Backing Up CDH

This topic describes how to back up a CDH cluster managed by Cloudera Manager prior to upgrading the cluster. These procedures do not back up the data stored in the cluster. Cloudera recommends that you maintain regular backups of your data using the Backup and Disaster Recovery features of Cloudera Manager. See Backup and Disaster Recovery.

Minimum Required Role: Cluster Administrator (also provided by Full Administrator)

Loading Filters ... 6.0.0 5.15 5.14 5.13 5.12 5.11 5.10 5.9 5.8 5.7 5.6 5.5 5.4 5.3 5.2 5.1 5.0 6.0.0 5.15 5.14 5.13 5.12 5.11 5.10 5.9 5.8 5.7 5.6 5.5 5.4 5.3 5.2 5.1 5.0

Backing up CDH before you upgrade allows you to roll back the upgrade if necessary.

The following CDH components do not require backups:
  • MapReduce
  • YARN
  • Spark
  • Pig
  • Impala

Back Up HDFS Metadata on the NameNode

[Not required for CDH maintenance release upgrades.]

Back up HDFS metadata using the following command:

hdfs dfsadmin -fetchImage myImageName

Back Up HDFS Metadata on the NameNode

[Not required for CDH maintenance release upgrades.]

Back up HDFS metadata using the following command:

hdfs dfsadmin -fetchImage myImageName

Back Up the Repository Files

Backup the repository files on all cluster hosts:
RHEL / CentOS
sudo -E tar -cf CDH_BACKUP_DIR/repository-CM-CDH.tar /etc/yum.repos.d
SLES
sudo -E tar -cf CDH_BACKUP_DIR/repository-CM-CDH.tar /etc/zypp/repos.d
Debian / Ubuntu
sudo -E tar -cf CDH_BACKUP_DIR/repository-CM-CDH.tar /etc/apt/sources.list.d

Back Up Databases

Gather the following information:

  • Type of database (PostgreSQL, Embedded PostgreSQL, MySQL, MariaDB, or Oracle)
  • Hostnames of the databases
  • Credentials for the databases
Open the Cloudera Manager Admin Console to find the database information for any of the following services you have deployed in your cluster:
  • Sqoop, Oozie, and Hue – Go to Cluster Name > Configuration > Database Settings.
  • Hive Metastore – Go to the Hive service, select Configuration, and select the Hive Metastore Database category.
  • Sentry – Go to the Sentry service, select Configuration, and select the Sentry Server Database category.

To back up the databases

Perform the following steps for each database you back up:
  1. If not already stopped, stop the service.
    1. On the Home > Status tab, click to the right of the service name and select Stop.
    2. Click Stop in the next screen to confirm.

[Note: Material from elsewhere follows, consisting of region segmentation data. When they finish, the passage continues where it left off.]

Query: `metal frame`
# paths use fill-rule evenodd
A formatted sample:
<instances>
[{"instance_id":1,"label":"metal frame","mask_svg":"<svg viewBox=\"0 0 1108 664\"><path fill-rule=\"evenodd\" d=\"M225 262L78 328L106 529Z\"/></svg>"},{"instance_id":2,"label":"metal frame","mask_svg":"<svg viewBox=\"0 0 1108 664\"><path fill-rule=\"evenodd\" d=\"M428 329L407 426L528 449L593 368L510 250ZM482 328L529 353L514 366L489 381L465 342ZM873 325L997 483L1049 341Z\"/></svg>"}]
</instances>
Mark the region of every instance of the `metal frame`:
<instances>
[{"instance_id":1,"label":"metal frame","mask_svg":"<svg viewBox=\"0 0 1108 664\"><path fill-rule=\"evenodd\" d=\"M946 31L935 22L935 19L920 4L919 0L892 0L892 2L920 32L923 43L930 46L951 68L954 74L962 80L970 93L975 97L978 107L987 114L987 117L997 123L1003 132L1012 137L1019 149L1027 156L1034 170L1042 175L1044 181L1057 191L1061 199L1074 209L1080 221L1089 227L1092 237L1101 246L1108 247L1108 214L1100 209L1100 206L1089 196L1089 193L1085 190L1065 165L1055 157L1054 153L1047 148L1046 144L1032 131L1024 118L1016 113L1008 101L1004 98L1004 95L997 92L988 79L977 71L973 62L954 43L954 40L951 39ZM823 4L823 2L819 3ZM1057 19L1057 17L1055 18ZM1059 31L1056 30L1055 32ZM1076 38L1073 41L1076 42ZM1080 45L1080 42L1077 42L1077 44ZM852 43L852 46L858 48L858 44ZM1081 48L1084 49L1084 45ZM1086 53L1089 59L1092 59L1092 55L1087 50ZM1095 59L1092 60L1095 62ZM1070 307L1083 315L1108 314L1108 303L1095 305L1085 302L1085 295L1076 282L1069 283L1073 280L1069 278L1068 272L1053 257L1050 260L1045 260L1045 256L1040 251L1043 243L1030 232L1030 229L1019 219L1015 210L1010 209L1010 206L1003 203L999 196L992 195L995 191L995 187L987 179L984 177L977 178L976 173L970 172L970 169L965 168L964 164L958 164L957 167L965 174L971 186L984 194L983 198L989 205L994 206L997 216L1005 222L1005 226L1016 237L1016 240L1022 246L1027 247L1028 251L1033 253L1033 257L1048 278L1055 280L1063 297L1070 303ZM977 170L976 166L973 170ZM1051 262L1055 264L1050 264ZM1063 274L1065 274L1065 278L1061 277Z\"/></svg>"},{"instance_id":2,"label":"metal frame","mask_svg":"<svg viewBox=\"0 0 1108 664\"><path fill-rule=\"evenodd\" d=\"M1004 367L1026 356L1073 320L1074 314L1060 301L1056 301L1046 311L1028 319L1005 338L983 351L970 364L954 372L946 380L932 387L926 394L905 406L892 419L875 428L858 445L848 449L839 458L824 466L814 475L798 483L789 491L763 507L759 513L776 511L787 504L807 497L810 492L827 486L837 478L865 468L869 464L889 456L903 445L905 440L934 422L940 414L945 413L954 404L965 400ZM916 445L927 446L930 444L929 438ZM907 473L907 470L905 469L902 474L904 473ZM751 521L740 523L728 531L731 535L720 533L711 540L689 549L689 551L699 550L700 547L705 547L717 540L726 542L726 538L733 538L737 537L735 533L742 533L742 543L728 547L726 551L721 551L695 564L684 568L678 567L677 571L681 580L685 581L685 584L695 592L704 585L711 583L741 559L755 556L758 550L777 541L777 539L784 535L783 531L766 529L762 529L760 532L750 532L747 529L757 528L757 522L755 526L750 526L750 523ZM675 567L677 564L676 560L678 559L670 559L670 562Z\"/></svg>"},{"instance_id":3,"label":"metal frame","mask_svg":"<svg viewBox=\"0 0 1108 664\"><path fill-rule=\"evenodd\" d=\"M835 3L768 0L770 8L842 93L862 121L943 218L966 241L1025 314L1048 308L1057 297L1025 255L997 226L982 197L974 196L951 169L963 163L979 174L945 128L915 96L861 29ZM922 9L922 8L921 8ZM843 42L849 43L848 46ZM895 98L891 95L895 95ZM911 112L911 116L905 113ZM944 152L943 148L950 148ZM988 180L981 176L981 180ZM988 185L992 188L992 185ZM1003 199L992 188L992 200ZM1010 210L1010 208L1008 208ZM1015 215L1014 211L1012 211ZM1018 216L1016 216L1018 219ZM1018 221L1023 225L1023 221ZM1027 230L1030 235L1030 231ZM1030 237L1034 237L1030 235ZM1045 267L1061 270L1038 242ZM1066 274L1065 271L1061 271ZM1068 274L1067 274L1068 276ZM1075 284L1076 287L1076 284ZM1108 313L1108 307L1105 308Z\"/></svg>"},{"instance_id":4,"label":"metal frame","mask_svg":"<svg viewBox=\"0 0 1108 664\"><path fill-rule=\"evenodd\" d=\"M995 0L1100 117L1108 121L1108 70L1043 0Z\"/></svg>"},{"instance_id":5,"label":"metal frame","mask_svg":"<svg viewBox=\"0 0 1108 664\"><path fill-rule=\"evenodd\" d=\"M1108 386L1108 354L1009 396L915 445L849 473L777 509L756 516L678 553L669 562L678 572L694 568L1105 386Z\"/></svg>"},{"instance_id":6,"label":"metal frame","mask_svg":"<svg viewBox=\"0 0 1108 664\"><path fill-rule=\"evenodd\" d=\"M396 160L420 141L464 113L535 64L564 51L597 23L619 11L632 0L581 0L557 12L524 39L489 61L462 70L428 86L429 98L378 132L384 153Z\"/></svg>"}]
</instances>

When you see a Finished status, the service has stopped.
  2. Back up the database. Substitute the database name, hostname, port, user name, and backup directory path and run the following command:
    MySQL
    mysqldump --databases database_name --host=database_hostname --port=database_port -u database_username -p > backup_directory_path/database_name-backup-`date +%F`-CM.sql
    PostgreSQL/Embedded
    pg_dump -h database_hostname -U database_username -W -p database_port database_name > backup_directory_path/database_name-backup-`date +%F`-CM.sql
    Oracle
    Work with your database administrator to ensure databases are properly backed up.

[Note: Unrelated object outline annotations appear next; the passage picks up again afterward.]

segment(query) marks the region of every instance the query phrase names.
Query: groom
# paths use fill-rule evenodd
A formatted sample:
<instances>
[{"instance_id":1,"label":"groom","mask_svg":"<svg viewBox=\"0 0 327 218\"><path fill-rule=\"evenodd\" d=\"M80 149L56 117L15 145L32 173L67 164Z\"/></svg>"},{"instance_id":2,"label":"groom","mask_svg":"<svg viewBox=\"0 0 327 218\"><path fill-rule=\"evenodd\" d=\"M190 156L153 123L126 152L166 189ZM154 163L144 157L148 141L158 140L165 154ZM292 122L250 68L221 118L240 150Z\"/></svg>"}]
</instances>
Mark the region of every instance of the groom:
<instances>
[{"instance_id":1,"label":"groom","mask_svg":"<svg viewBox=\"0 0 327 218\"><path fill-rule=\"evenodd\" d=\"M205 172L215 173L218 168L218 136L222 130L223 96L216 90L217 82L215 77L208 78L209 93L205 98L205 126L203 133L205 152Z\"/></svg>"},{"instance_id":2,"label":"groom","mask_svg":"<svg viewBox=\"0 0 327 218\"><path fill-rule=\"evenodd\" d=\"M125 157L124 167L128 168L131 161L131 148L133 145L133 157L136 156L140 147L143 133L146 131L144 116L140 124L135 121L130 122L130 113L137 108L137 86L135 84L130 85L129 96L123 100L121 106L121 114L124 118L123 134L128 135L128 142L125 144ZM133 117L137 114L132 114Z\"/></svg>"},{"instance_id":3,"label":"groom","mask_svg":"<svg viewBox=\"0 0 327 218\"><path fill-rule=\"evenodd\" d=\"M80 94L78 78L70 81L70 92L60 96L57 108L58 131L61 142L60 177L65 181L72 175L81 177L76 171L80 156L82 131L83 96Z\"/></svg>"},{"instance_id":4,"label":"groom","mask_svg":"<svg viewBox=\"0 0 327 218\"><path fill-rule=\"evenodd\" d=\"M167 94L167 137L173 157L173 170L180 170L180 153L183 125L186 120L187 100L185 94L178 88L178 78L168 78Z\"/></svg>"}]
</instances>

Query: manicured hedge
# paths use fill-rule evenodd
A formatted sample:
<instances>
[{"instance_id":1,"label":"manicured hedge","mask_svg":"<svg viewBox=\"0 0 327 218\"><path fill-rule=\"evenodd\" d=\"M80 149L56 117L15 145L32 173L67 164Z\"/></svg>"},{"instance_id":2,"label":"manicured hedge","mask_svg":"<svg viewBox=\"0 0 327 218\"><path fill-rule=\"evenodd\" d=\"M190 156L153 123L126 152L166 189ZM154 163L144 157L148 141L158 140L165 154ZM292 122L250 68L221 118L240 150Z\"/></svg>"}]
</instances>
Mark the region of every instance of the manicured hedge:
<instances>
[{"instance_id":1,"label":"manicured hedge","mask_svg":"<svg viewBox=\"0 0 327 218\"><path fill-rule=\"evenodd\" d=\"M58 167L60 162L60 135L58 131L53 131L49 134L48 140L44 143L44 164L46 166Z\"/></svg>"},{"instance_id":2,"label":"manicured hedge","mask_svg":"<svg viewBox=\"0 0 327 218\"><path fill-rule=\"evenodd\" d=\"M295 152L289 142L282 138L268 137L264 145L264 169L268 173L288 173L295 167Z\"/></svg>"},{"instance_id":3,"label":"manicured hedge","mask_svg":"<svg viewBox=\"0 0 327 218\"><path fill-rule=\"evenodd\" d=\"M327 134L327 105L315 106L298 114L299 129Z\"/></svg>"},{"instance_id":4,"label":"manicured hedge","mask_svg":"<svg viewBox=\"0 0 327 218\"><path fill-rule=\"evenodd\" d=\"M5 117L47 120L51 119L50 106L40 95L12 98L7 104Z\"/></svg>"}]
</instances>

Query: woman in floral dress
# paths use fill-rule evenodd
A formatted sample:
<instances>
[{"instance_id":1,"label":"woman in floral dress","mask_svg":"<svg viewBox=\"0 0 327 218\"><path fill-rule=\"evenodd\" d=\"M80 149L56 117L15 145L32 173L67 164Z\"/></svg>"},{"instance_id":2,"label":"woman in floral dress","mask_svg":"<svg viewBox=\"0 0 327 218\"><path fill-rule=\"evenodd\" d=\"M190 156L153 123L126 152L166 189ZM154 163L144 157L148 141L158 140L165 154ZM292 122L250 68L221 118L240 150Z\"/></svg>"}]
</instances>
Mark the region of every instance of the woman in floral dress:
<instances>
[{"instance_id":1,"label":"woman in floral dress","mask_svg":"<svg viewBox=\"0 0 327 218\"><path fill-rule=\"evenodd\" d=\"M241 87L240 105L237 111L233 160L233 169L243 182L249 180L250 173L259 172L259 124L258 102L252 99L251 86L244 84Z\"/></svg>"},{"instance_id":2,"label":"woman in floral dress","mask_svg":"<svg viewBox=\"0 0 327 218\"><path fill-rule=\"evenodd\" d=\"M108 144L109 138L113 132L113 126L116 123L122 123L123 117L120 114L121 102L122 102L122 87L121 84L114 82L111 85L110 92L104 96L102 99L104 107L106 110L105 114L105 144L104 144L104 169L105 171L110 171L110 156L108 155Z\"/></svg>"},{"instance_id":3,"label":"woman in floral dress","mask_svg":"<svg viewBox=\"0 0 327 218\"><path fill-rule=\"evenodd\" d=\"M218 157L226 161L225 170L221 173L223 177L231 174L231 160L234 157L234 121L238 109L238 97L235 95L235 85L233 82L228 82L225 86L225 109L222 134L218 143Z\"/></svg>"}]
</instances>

    For additional information about backing up databases, see these vendor-specific links:

  3. Start the service.
    1. On the Home > Status tab, click to the right of the service name and select Start.
    2. Click Start in the next screen to confirm. When you see a Finished status, the service has started.

Back Up ZooKeeper

On all ZooKeeper hosts, back up the ZooKeeper data directory specified with the dataDir property in the ZooKeeper configuration. The default location is /var/lib/zookeeper. For example:
cp -rp /var/lib/zookeeper/ /var/lib/zookeper-CM-CDH

Record the permissions of the files and directories; you will need these to roll back ZooKeeper.

Back Up HDFS

Follow this procedure to back up an HDFS deployment.

  1. If high availability is enabled for HDFS, run the following command on all hosts running the JournalNode role:
    cp -rp /dfs/jn /dfs/jn_-CM-CDH
  2. On all NameNode hosts, back up the NameNode runtime directory. Run the following commands:
    mkdir -p /etc/hadoop/conf.rollback.namenode
    cd /var/run/cloudera-scm-agent/process/ && cd `ls -t1 | grep -e "-NAMENODE\$" | head -1`
    cp -rp * /etc/hadoop/conf.rollback.namenode/
    rm -rf /etc/hadoop/conf.rollback.namenode/log4j.properties
    cp -rp /etc/hadoop/conf.cloudera.HDFS_service_name/log4j.properties /etc/hadoop/conf.rollback.namenode/

    These commands create a temporary rollback directory. Later backup steps require you to modify files in this directory.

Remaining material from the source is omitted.